When two spaces are linked with a foreign key, each time a tuple is inserted or
modified in the child space, Tarantool checks that a corresponding value is present
in the parent space.
Note
A foreign key can link a field to another field in the same space. In this case, the child field must be nullable. Otherwise, it is impossible to insert the first tuple in such a space because there is no parent tuple to which it can link.
There are two types of foreign keys in Tarantool:
- Field foreign keys check that the value being assigned to a field
is present in a particular field of another space. For example, the
customer
value in a tuple from theorders
space must match anid
stored in thecustomers
space. - Tuple foreign keys check that multiple fields of a tuple have a match in
another space. For example, if the
orders
space has fieldscustomer_id
andcustomer_name
, a tuple foreign key can check that thecustomers
space contains a tuple with both these values in the corresponding fields.
Field foreign keys work faster while tuple foreign keys allow implementing more strict references.
Important
For each foreign key, there must exist a parent space index that includes all its fields.
To create a foreign key in a space, specify the parent space and linked fields in the foreign_key
parameter.
Parent spaces can be referenced by name or by id. When linking to the same space, the space can be omitted.
Fields can be referenced by name or by number:
Field foreign keys: when setting up the space format.
-- Create a space with a field foreign key -- box.schema.space.create('orders') box.space.orders:format({ {name = 'id', type = 'number'}, {name = 'customer_id', foreign_key = {space = 'customers', field = 'id'}}, {name = 'price_total', type = 'number'}, })
Tuple foreign keys: when creating or altering a space. Note that for foreign keys with multiple fields there must exist an index that includes all these fields.

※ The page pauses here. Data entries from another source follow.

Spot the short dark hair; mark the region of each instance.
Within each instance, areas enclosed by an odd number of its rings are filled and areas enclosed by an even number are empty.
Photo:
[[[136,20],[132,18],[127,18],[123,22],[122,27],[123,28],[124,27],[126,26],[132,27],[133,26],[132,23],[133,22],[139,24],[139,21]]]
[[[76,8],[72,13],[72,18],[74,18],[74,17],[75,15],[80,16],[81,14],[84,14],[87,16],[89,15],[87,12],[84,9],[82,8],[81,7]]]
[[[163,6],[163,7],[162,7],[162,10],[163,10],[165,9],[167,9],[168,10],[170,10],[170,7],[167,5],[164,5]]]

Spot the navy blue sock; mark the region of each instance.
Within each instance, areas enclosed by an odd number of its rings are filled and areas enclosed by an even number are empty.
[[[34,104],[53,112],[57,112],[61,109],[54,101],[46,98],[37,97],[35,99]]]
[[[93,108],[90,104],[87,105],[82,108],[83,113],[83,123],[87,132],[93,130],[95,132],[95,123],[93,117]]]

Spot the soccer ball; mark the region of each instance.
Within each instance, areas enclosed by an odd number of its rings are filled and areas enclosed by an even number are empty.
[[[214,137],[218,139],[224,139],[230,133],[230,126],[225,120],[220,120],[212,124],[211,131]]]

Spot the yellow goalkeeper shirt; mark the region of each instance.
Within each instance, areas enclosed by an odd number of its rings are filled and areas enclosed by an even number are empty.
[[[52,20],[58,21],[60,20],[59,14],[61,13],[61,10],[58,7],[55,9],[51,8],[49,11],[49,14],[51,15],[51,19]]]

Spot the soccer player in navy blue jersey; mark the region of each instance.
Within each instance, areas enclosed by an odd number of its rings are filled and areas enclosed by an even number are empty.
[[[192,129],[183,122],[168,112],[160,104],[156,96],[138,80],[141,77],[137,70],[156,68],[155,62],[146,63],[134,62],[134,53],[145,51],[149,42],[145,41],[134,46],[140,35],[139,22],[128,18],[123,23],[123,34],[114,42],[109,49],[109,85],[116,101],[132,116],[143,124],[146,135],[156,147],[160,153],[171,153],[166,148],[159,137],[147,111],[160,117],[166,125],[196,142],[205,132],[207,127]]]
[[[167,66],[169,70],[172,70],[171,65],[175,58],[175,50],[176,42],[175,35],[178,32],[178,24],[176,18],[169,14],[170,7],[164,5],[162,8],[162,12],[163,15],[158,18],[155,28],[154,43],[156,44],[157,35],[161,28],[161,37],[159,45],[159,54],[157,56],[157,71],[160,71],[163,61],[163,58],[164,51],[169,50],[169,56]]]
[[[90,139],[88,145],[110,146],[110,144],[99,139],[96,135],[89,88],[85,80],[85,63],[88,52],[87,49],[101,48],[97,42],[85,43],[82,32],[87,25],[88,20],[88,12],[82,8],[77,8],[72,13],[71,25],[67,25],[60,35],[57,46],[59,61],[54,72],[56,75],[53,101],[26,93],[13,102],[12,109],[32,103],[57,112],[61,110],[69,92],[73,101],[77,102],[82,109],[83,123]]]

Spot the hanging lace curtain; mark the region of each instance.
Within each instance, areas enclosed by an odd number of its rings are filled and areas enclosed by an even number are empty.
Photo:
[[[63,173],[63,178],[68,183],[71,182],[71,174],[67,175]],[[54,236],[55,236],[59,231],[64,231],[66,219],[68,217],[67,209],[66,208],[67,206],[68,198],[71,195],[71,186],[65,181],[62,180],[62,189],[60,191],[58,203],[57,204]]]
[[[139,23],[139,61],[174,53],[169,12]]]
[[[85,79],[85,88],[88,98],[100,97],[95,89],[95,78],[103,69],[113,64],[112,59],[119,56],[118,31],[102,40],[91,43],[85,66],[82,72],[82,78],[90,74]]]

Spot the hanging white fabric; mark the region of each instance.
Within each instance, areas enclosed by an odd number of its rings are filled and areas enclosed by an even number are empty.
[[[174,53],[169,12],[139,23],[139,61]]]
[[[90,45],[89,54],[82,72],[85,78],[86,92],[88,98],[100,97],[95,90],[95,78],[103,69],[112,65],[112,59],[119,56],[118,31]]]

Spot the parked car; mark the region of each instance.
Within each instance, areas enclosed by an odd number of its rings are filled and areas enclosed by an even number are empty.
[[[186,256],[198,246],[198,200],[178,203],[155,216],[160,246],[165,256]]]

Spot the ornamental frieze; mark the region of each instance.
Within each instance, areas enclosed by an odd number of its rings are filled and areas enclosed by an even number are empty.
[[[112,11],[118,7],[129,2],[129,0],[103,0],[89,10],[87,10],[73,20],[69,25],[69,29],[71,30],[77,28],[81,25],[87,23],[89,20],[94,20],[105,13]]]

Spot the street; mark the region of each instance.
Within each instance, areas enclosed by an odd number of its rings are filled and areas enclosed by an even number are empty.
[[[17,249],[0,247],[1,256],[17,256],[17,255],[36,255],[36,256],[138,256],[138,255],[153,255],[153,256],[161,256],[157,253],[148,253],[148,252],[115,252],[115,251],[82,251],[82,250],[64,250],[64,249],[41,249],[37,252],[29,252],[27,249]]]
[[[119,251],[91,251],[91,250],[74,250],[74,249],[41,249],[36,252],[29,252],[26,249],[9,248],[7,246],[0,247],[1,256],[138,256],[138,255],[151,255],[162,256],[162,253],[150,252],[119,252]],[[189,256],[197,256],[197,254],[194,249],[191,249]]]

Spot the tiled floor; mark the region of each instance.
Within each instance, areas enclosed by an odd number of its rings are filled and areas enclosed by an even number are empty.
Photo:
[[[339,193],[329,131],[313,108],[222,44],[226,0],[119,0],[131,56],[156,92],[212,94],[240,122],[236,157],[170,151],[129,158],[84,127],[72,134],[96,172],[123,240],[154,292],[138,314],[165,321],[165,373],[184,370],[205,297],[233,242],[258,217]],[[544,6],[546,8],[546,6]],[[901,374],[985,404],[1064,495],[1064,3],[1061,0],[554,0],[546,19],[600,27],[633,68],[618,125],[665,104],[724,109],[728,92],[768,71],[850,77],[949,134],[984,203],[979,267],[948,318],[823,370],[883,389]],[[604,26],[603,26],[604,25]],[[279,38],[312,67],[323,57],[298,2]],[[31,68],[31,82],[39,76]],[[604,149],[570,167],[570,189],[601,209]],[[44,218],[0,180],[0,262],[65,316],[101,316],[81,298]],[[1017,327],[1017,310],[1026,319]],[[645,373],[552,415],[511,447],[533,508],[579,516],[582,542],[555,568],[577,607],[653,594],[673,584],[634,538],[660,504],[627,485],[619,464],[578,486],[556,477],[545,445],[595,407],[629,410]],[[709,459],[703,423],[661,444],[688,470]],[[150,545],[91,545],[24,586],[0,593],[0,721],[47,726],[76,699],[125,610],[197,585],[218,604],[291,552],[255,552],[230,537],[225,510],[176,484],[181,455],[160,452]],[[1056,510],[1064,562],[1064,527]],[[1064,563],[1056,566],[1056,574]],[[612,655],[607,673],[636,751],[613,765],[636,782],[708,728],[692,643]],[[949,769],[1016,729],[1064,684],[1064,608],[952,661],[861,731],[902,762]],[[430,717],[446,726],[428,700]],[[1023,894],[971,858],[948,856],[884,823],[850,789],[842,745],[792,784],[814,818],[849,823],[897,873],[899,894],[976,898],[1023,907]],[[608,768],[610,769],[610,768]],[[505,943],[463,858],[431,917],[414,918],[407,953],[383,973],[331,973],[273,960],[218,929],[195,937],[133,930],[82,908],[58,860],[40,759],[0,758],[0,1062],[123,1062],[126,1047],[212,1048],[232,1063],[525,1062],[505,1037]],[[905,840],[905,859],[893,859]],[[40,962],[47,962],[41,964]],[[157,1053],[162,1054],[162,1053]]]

-- Create a space with a tuple foreign key -- box.schema.space.create("orders", { foreign_key = { space = 'customers', field = {customer_id = 'id', customer_name = 'name'} } }) box.space.orders:format({ {name = "id", type = "number"}, {name = "customer_id" }, {name = "customer_name"}, {name = "price_total", type = "number"}, })
Note
Type can be omitted for foreign key fields because it’s defined in the parent space.
Foreign keys can have an optional name.
-- Set a foreign key with an optional name -- box.space.orders:alter{ foreign_key = { customer = { space = 'customers', field = { customer_id = 'id', customer_name = 'name'} } } }
A space can have multiple tuple foreign keys. In this case, they all must have names.
-- Set two foreign keys: names are mandatory -- box.space.orders:alter{ foreign_key = { customer = { space = 'customers', field = {customer_id = 'id', customer_name = 'name'} }, item = { space = 'items', field = {item_id = 'id'} } } }
Tarantool performs integrity checks upon data modifications in parent spaces. If you try to remove a tuple referenced by a foreign key or an entire parent space, you will get an error.
Important
Renaming parent spaces or referenced fields may break the corresponding foreign keys and prevent further insertions or modifications in the child spaces.